WASHINGTON, Jan. 20, 2016 - Clean energy investment flourished in China, Africa, the U.S., Latin America and India in 2015, driving the world total to a record $328.9 billion. This is up 4 percent from 2014’s $315.9 billion and surpasses the 2011 record by 3 percent, says Bloomberg New Energy Finance.

Last year was also the highest ever for installation of renewable power capacity, with 64 gigawatts (GW) of wind and 57 GW of solar photovoltaics commissioned, an increase of nearly 30 percent over 2014.

The latest figures from Bloomberg New Energy Finance show dollar investment growing globally in 2015 to nearly six times its 2004 total, despite influences that might have been expected to restrain expansion, such as the plunge in fossil fuel commodity prices.

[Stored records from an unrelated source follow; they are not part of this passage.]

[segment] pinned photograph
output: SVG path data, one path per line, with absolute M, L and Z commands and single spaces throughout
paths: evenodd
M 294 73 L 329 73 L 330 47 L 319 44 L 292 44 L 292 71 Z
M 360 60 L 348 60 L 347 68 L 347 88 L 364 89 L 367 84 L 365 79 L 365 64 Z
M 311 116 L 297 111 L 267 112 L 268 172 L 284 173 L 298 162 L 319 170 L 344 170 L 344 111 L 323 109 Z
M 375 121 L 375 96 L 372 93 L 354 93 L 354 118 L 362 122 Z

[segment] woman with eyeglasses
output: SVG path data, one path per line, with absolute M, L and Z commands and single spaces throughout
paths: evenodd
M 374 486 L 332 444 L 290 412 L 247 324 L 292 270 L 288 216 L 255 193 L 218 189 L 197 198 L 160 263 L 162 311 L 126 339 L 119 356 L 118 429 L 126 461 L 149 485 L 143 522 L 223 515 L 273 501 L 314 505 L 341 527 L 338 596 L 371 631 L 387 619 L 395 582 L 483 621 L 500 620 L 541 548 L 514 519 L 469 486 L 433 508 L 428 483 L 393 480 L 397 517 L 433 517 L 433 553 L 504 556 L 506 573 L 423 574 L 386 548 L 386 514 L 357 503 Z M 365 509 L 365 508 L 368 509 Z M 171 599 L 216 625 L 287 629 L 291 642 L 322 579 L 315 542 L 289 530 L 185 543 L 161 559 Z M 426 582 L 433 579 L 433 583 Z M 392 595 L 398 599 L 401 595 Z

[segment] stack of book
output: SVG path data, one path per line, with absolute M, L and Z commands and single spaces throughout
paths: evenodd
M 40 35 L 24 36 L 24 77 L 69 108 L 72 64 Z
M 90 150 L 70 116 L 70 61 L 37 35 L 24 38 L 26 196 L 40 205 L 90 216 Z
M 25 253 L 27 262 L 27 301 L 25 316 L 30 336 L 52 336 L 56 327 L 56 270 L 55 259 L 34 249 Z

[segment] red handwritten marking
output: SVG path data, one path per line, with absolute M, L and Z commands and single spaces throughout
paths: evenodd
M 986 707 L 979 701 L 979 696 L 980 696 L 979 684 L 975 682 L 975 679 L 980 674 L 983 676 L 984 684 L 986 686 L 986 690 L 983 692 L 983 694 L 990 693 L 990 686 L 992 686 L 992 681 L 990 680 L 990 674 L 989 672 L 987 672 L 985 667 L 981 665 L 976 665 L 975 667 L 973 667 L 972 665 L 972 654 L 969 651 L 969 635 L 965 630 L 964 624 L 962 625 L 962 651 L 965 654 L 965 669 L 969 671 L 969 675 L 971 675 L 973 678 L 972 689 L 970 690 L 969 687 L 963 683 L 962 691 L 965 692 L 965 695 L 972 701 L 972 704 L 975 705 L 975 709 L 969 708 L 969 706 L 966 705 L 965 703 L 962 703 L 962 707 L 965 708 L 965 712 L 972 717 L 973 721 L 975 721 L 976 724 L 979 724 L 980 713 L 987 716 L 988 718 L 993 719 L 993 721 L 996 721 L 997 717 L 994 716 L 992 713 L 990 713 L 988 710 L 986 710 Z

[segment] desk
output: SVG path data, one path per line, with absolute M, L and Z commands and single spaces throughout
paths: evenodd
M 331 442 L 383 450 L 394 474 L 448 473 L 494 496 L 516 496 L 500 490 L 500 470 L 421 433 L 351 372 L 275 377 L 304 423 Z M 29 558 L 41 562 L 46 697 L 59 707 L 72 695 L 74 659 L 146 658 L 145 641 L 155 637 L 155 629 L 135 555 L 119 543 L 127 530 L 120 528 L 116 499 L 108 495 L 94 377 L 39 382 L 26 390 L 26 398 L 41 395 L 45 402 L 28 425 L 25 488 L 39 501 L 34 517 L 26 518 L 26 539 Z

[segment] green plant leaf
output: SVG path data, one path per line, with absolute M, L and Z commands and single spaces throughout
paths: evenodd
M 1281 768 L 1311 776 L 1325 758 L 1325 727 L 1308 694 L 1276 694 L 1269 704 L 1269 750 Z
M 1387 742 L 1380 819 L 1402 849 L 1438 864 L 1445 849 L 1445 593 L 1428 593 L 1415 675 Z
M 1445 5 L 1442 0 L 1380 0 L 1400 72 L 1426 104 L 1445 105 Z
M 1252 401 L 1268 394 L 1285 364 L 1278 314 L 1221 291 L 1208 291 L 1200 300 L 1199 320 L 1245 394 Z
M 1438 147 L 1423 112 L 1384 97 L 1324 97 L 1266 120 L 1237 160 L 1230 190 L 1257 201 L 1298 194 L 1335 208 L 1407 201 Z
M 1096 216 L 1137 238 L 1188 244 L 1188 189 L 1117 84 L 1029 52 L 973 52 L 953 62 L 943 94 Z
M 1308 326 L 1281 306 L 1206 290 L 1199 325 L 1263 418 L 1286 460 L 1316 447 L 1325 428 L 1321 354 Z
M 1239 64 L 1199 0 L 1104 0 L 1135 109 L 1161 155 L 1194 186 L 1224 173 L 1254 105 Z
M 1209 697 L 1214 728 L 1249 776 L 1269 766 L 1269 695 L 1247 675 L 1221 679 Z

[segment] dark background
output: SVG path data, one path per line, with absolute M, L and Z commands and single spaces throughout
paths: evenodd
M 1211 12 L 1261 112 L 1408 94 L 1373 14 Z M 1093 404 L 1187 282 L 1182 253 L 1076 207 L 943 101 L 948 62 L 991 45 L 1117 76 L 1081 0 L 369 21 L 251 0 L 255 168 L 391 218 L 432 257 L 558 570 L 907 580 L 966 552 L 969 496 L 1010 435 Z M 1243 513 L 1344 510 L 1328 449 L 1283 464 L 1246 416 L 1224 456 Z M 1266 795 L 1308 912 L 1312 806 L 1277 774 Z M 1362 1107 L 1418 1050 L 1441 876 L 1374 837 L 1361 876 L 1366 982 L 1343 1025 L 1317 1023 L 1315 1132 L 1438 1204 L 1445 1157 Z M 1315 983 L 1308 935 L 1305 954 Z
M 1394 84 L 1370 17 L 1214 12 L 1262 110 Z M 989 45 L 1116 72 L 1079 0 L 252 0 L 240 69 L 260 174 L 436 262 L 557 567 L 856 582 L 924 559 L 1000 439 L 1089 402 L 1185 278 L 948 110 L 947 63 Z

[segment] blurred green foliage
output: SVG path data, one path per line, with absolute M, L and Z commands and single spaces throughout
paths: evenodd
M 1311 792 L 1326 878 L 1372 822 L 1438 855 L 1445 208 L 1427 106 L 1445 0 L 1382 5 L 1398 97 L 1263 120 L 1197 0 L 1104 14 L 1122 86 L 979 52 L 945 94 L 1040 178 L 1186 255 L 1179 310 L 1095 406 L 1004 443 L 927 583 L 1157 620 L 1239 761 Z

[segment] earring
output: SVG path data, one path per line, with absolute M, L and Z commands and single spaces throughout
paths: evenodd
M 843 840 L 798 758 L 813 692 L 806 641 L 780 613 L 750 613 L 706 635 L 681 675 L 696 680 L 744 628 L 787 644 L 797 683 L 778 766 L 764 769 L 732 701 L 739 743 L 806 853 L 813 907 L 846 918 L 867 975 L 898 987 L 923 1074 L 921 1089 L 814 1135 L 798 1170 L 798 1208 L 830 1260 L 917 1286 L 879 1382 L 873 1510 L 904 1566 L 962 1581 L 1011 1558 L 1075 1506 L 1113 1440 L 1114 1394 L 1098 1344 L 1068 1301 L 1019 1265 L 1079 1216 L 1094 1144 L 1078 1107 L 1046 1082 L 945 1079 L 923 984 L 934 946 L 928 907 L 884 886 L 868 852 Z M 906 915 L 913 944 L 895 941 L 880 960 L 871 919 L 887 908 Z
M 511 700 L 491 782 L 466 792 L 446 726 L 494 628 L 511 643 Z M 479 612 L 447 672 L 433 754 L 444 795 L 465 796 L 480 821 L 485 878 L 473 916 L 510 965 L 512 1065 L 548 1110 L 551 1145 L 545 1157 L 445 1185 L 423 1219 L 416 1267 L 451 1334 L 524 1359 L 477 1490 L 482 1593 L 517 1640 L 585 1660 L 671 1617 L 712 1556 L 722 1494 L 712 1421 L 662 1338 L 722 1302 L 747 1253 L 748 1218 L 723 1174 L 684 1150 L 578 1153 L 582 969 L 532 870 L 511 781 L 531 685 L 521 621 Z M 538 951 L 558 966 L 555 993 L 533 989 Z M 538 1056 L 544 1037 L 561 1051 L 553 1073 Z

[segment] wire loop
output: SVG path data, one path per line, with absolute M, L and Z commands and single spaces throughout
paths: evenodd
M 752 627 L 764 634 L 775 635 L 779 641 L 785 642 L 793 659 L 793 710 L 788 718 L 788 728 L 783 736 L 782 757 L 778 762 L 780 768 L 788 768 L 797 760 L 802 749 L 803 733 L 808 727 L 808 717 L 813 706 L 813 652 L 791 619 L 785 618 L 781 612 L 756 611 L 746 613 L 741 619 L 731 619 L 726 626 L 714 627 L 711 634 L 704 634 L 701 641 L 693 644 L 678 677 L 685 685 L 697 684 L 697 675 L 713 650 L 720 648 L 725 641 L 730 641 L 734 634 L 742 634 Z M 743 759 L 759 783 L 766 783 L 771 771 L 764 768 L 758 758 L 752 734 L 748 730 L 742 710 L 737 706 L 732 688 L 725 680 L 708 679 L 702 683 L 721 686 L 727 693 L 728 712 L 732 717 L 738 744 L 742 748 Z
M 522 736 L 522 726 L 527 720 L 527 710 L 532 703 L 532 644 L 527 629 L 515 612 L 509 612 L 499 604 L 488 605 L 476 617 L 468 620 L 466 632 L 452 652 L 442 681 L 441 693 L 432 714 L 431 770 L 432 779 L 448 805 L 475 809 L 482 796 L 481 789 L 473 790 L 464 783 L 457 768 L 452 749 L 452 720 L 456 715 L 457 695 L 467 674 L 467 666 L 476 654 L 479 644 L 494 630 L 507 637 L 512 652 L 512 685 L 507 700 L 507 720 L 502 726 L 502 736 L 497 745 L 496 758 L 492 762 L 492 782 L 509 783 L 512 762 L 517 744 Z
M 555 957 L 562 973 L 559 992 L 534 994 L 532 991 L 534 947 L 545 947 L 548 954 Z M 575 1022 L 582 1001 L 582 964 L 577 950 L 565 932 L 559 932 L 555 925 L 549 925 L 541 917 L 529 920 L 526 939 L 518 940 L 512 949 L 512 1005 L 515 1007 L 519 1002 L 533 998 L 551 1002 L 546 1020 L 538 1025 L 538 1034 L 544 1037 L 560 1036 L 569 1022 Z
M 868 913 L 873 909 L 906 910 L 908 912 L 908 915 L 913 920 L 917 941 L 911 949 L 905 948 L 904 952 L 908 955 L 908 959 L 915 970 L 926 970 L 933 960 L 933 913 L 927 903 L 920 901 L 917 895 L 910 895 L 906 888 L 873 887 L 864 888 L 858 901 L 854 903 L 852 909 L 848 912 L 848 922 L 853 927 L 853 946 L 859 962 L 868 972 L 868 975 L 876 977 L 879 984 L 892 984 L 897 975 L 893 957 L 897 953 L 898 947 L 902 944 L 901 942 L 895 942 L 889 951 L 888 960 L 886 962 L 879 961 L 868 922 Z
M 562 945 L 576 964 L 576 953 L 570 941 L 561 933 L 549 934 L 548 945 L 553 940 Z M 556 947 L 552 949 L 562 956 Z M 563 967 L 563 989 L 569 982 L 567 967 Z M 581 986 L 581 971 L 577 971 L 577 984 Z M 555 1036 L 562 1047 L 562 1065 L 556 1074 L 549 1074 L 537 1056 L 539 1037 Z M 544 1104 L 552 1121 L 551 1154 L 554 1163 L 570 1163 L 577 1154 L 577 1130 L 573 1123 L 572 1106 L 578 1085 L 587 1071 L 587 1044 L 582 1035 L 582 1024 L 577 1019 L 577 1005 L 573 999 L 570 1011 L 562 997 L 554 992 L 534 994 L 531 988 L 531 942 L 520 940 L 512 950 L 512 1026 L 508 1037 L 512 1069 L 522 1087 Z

“These figures are a stunning riposte to all those who expected clean energy investment to stall on falling oil and gas prices. They highlight the improving cost-competitiveness of solar and wind power, driven in part by the move by many countries to reverse-auction new capacity rather than providing advantageous tariffs, a shift that has put producers under continuing price pressure,” says Michael Liebreich, chairman of the advisory board at Bloomberg New Energy Finance.

“Wind and solar power are now being adopted in many developing countries as a natural and substantial part of the generation mix: They can be produced more cheaply than often high wholesale power prices; they reduce a country's exposure to expected future fossil fuel prices; and above all they can be built very quickly to meet unfulfilled demand for electricity. And it is very hard to see these trends going backwards, in the light of December's Paris Climate Agreement.”

Looking at the figures in detail, the biggest piece of the $329.3 billion invested in clean energy in 2015 was asset finance of utility-scale projects such as wind farms, solar parks, biomass and waste-to-energy plants and small hydroelectric schemes. This totaled $199 billion, up 6 percent on the previous year.